NTTドコモとSAPジャパンは2月14日、中小・中堅建設企業向けのクラウド統合基幹業務システム「ランドログERP(仮称)」の共同検討の開始に合意した。両社は、同システムの2020年度下期の提供を目指し、連携を強化するとともに、現場での導入検証に協力可能な試験導入企業と、統合システム拡大に向けた連携パートナーの募集も開始する。
中小・中堅建設企業は建設現場だけではなく、事務作業の効率化や生産性向上、働き方改革を目的に工事書類の一元管理や工事原価の管理など経営管理のICT化を進めているが、実際は各々の仕組みが独立してリアルタイムにつながっていない状況だと指摘。

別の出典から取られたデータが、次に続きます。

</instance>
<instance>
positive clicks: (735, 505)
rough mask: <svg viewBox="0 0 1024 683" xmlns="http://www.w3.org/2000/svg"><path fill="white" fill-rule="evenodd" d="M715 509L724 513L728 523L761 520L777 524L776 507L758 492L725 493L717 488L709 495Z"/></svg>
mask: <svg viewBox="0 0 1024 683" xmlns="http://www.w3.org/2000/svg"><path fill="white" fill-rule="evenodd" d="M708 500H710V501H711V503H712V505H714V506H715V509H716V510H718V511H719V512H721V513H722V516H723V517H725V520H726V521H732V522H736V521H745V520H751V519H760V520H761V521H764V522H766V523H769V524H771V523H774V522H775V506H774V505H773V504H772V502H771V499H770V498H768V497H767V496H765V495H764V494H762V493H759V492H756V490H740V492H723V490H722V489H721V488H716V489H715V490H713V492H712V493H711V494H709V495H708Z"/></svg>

同システムの検討は、現在各々が独立している工事原価管理・財務会計・販売管理・購買管理・顧客管理などの経営管理情報をクラウド上で一元管理することで生産性向上を推進する取り組みとなる。
また、両社は同システムにドコモとSAPジャパンが出資するランドログの建設業界向けのIoTプラットフォーム「LANDLOG(ランドログ)」が持つIoTデータと連携することで、工事の進捗状況をプロジェクト管理システムや会計システムにリアルタイムに反映し、月中での予算進捗状況をリアルタイムに確認できる機能や建設業界特有の会計機能をSAP Business Oneをベースに追加開発して搭載するほか、同システムを中小・中堅建設企業が導入しやすい価格で提供することを目指している。

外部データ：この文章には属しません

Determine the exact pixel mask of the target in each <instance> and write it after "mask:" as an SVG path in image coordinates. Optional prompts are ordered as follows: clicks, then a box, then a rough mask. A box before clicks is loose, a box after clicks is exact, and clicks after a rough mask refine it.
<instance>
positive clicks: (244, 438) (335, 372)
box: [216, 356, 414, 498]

同システムの検討開始にあたり、試験導入し、生産性向上と働き方改革の実現に向け、導入効果を定量的に検証・協力可能な試験導入企業、および金融・保険・人事・労務システムなど統合・連携するシステムの拡大を目指す連携パートナーの募集も「ランドログパートナー制度」を通じて開始する。

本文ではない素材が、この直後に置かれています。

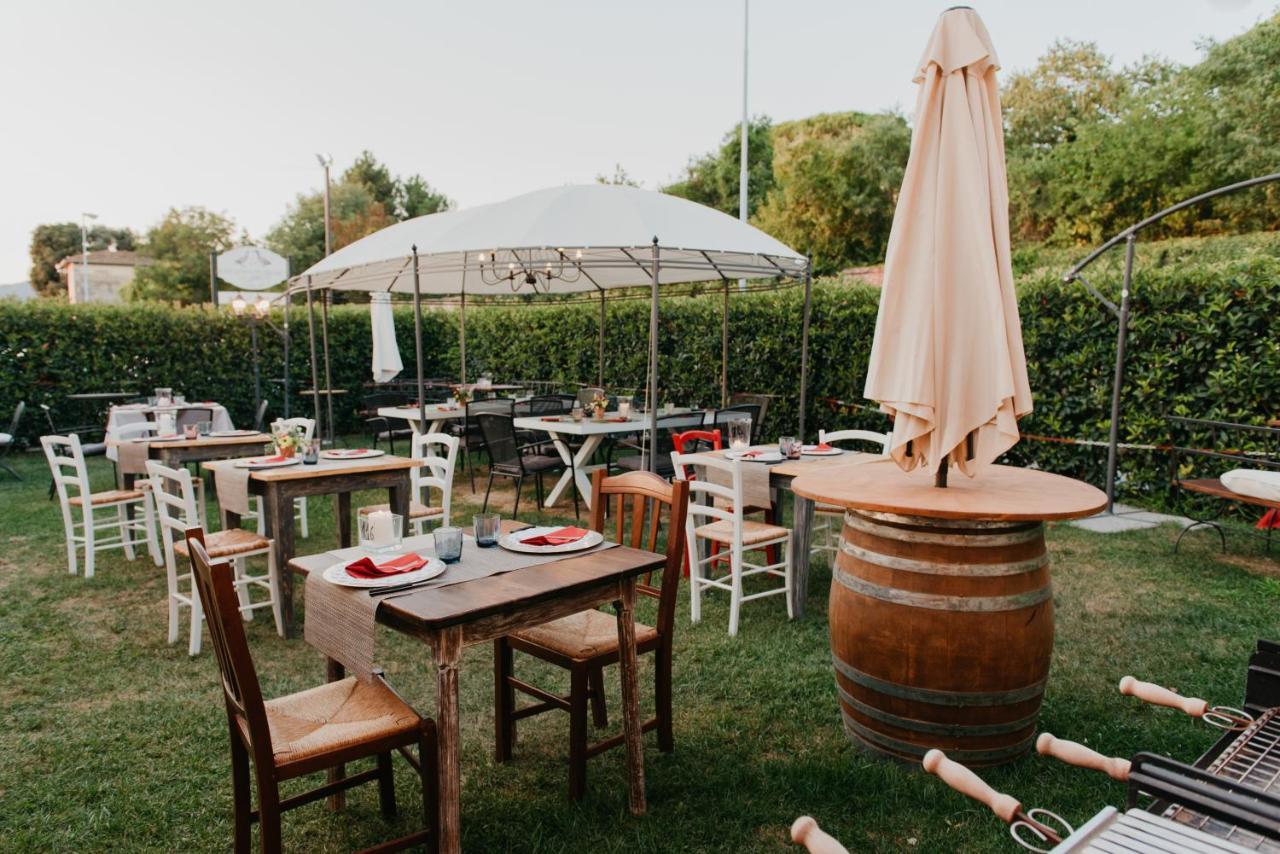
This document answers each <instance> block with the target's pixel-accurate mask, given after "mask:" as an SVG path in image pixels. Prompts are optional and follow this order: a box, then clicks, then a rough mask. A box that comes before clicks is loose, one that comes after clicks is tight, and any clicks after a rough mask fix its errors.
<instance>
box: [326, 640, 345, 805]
mask: <svg viewBox="0 0 1280 854" xmlns="http://www.w3.org/2000/svg"><path fill="white" fill-rule="evenodd" d="M324 670H325V673H324V675H325V681H326V682H337V681H338V680H340V679H346V676H347V668H346V667H343V666H342V662H339V661H335V659H333V658H325V659H324ZM346 776H347V766H334V767H333V768H329V771H328V772H325V778H326V780H328V781H329V782H337V781H338V780H342V778H343V777H346ZM326 803H328V805H329V809H330V812H338V810H339V809H342V808H343V807H346V805H347V793H344V791H339V793H335V794H333V795H329V800H328V802H326Z"/></svg>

試験導入による効果検証としては、福島県会津若松市の「SAPイノベーションフィールド福島」を活用し、地元建設企業による実証実験も検討していることに加え、第1弾の連携パートナーとして、東京海上日動火災保険と、同システムから収集されたERPデータを利用して損害保険引き受けに関するサービスの高度化や保険金支払い業務の効率化、および人事・労務システムとの連携などについて検討を開始する予定だという。
今後、両社は実際に工事が行われている建設現場だけでなく、会社経営を支えるさまざまな業務をICTの活用で効率化し、建設業界が抱える課題を解決する取り組みを推進していく考えだ。